PROBLEM LINK:
Author: Sergey Kulik
Testers: Vasya Antoniuk and Kevin Atienza
Translators: Vasya Antoniuk (Russian), Team VNOI (Vietnamese) and Hu Zecong (Mandarin)
Editorialist: Kevin Atienza
DIFFICULTY:
Medium
PREREQUISITES:
Activity selection, greedy, binary search, jump pointers
PROBLEM:
There are N courses in a university. The i th course starts on day S_i and ends on day E_i.
Chef plans to enroll, but he isn’t sure about the exact time yet. Instead, he has Q plans, where the i th plan starts on day PS_i and ends on day ES_i.
For each plan, what is the maximum number of courses Chef can attend? Chef cannot attend more than one course at the same time.
QUICK EXPLANATION:
A single query is an instance of the famous activity selection problem, where the answer can be obtained by a famous greedy algorithm.
Now, first sort the courses by increasing E_i, and then break ties by sorting by decreasing S_i. After this, E_i becomes increasing.

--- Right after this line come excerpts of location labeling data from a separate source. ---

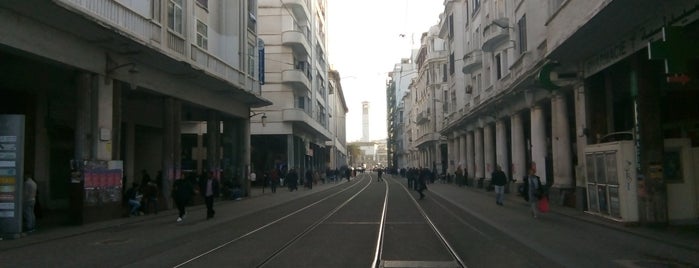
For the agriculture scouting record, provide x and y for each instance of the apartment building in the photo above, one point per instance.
(296, 129)
(592, 95)
(337, 122)
(398, 107)
(428, 90)
(103, 90)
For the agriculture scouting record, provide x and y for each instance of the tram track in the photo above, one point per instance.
(379, 261)
(288, 243)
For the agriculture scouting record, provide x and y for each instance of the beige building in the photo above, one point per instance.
(106, 89)
(586, 93)
(297, 130)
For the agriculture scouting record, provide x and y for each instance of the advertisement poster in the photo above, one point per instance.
(102, 182)
(11, 178)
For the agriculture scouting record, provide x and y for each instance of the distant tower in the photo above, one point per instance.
(365, 121)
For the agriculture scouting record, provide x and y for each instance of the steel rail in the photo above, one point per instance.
(264, 226)
(312, 226)
(439, 234)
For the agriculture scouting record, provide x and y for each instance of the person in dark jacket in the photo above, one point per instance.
(292, 179)
(182, 191)
(421, 183)
(499, 180)
(209, 188)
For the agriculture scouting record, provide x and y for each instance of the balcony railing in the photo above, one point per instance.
(144, 30)
(296, 77)
(422, 117)
(473, 61)
(298, 7)
(495, 34)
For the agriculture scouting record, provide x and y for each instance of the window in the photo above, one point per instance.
(252, 52)
(301, 102)
(202, 35)
(155, 10)
(522, 30)
(252, 15)
(554, 6)
(444, 73)
(498, 66)
(174, 16)
(476, 5)
(451, 26)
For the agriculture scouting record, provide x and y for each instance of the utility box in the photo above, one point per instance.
(611, 181)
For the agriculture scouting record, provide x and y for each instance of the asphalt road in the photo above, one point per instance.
(350, 224)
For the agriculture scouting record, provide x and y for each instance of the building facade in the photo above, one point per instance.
(398, 124)
(595, 102)
(107, 88)
(338, 123)
(428, 92)
(297, 127)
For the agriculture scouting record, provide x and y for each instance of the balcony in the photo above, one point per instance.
(422, 117)
(495, 34)
(473, 61)
(298, 7)
(297, 41)
(297, 78)
(306, 122)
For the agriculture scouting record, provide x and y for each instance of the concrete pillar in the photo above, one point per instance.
(462, 150)
(519, 167)
(130, 152)
(213, 133)
(581, 131)
(243, 139)
(117, 139)
(170, 150)
(562, 153)
(538, 125)
(451, 164)
(104, 117)
(479, 169)
(83, 117)
(501, 148)
(457, 151)
(470, 156)
(488, 151)
(291, 153)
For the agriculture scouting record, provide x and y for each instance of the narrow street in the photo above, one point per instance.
(337, 225)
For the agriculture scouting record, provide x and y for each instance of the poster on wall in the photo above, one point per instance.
(102, 182)
(11, 174)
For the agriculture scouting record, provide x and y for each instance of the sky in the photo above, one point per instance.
(366, 39)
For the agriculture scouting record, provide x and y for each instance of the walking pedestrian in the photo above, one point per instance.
(292, 179)
(274, 180)
(182, 191)
(422, 182)
(150, 196)
(532, 190)
(209, 187)
(499, 181)
(30, 190)
(134, 197)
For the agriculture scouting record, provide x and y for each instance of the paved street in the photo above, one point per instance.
(338, 225)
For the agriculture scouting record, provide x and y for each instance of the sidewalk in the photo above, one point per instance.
(256, 200)
(681, 236)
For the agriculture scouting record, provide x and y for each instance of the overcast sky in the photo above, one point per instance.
(365, 43)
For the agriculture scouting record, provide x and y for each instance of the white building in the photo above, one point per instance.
(579, 92)
(106, 87)
(296, 128)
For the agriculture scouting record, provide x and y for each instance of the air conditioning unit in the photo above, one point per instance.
(469, 89)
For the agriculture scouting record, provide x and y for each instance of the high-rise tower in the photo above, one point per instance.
(365, 121)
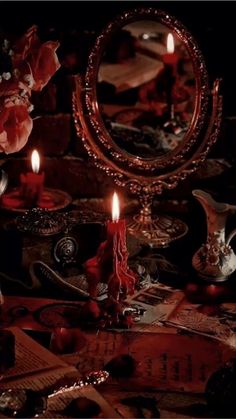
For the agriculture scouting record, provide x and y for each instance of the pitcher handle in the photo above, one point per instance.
(230, 236)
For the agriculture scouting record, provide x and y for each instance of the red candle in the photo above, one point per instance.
(32, 182)
(171, 58)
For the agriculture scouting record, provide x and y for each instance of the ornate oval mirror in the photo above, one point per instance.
(144, 112)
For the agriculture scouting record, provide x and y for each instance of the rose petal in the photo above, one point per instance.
(44, 63)
(15, 128)
(24, 45)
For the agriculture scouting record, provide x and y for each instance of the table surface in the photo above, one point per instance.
(170, 404)
(176, 271)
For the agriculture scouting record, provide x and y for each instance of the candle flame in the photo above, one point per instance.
(35, 161)
(115, 208)
(170, 44)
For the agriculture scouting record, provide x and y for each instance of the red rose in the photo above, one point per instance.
(43, 63)
(15, 127)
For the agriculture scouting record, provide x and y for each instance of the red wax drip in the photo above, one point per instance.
(31, 187)
(110, 266)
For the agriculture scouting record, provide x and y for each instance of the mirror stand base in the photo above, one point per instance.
(158, 231)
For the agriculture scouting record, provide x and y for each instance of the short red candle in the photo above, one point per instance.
(31, 187)
(171, 58)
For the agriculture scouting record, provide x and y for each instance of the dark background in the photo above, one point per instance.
(213, 24)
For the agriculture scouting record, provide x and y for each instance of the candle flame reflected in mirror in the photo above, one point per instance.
(115, 208)
(170, 44)
(35, 161)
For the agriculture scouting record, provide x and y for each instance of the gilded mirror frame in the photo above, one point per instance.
(142, 177)
(95, 122)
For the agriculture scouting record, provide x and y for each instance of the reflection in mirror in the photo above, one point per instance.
(146, 89)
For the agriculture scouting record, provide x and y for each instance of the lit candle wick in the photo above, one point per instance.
(35, 161)
(115, 208)
(170, 44)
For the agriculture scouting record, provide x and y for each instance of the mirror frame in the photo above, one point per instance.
(145, 175)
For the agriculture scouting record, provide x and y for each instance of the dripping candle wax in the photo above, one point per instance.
(170, 60)
(32, 182)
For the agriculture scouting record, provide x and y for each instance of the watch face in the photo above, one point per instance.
(12, 400)
(66, 250)
(21, 403)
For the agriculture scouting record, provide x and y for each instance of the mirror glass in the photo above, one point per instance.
(146, 89)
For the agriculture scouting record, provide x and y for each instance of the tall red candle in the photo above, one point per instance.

Then, remove courses which contain other courses. This can be done in O(N) by simply removing the i th course if S_{i-1}\ge S_i. After this, S_i and E_i become increasing.
For each course, compute its parent course, which we define as the first course whose start time is greater than the end time of the course. If no such course exists, we set its parent to a sentinel course with start time \infty. The parent of the sentinel course is itself. This forms a rooted tree.
Jump pointers: For each course, compute its $2^i$th ancestor for every 2^i \le N.
Finally, to answer a query (PS_i, ES_i):
- Compute the first course with start time \ge PS_i using binary search (because S_i is increasing).
- Use the jump pointers to compute the lowest ancestor of the first course whose end time is \le ES_i.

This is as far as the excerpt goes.